On a vu des traces dont rêvent sans doute les candidats au Trophée Jules Verne qui sont sur le point de s’élancer ce vendredi (Sodebo Ultim 3 et SVR Lazartigue). Derrière, les uns après les autres, les retardataires se sont fait aspirer par du vent plus faible, ce qui a permis aux riches de devenir encore plus riches, le gain est vraiment important pour les Charlie Dalin, Seb Simon, Yoann Richomme et Thomas Ruyant.
Ces conditions ont aussi donné lieu à de nouveaux records des 24 heures en solitaire en monocoque, avec 615,33 milles pour Sébastien Simon, à 25,64 milles de moyenne ! C’est une belle performance, quand tu sais que le record en équipage du 100 pieds Comanche (qui a tenu quasiment huit ans, de 2015 à 2023) était de 618 milles. Ça montre à la fois comment les Imoca ont progressé d’un point de vue technologique en atteignant vite un haut degré de fiabilité et à quel point les marins ont tiré sur les machines.

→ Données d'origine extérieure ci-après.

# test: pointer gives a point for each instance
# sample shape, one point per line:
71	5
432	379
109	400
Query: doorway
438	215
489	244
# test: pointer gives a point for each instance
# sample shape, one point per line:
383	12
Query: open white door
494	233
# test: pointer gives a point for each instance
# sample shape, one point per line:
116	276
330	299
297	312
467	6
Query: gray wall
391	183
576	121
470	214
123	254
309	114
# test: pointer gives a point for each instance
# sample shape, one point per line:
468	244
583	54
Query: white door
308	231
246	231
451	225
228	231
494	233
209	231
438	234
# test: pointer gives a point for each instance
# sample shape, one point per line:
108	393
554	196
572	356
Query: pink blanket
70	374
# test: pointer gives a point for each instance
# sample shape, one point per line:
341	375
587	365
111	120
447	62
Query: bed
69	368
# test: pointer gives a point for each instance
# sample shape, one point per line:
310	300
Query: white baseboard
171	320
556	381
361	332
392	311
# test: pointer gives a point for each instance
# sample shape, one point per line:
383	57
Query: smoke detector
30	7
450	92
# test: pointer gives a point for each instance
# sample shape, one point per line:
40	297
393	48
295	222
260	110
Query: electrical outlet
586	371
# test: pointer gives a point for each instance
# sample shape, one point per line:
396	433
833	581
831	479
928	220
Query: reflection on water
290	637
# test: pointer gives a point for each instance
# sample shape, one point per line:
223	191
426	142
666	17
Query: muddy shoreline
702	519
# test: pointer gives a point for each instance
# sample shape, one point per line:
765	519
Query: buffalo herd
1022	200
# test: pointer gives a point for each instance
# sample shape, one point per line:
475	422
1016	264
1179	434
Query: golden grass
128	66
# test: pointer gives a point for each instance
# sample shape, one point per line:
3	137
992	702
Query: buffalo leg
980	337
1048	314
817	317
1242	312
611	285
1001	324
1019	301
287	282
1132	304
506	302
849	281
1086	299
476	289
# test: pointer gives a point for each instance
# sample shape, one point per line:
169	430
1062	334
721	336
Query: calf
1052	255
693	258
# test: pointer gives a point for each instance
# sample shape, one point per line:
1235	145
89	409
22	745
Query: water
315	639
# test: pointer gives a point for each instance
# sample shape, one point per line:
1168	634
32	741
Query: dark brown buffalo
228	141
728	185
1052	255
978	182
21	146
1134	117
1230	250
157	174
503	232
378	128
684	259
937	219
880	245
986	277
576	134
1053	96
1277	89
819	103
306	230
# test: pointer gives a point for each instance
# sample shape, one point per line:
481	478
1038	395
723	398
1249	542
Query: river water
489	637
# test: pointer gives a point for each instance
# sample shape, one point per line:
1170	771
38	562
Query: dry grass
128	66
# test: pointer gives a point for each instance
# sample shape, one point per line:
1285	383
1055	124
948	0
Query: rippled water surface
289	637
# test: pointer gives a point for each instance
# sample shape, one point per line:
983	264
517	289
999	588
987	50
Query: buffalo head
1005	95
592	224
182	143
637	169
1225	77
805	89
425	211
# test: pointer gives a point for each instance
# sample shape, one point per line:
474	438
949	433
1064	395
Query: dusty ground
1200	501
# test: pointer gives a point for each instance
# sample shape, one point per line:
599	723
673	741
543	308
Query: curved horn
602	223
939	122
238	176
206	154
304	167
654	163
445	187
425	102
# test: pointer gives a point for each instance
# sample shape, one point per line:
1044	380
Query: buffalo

Les petites différences entre les leaders sur ces derniers jours peuvent s’expliquer par des petits soucis techniques – vu les moyennes, tu as vite fait de perdre des milles si tu dois ralentir – mais également par des choix de voiles et le rythme que le marin décide de mettre à bord ; à quel point, par exemple, il accepte de naviguer surtoilé. J’ai vu une vidéo de Yoann dans laquelle il disait avoir fait une nuit sous grand gennaker dans 25 nœuds de vent – ce qui explique aussi son positionnement un peu sous les autres – c’est engagé ! Dans ces conditions, soit tu réduis, au risque de perdre du terrain sur les autres, soit tu gardes ta toile, mais tu serres les fesses pendant quelques heures. Tout est une question d’équilibre, de gestion du matériel aussi, chacun voit les choses un peu différemment.
On verra à la fin lequel aura été le plus intelligent, mais c’est sûr que Seb Simon a mis le curseur un petit plus haut que les autres, c’était important à ce moment-là de tirer fort sur le bateau pour rester dans le groupe de tête. Maintenant, les écarts restent assez faibles, les quatre premiers se tiennent en 50 milles, ça laisse espérer que la course reste aussi serrée lors des prochaines semaines. Derrière, les écarts se creusent, je pense que pour bénéficier des mêmes conditions que les leaders, il faut éviter de concéder aujourd’hui plus de 300 à 400 milles de retard sur Charlie Dalin, qui mène la flotte vendredi.
On est maintenant arrivé à la fin du scénario “couloir” qu’on a vécu cette semaine, avec plus de jeu, des empannages et du placement ; stratégiquement, ça va être plus intéressant que le grand tout droit de ces derniers jours. Pour ce qui est des leaders, l’enjeu est dans les prochaines heures de placer son point d’empannage pour faire un long bord tribord amure dans un vent qui va refuser. Le vent ne va pas être très stable, on devrait voir des petites différences de vitesse.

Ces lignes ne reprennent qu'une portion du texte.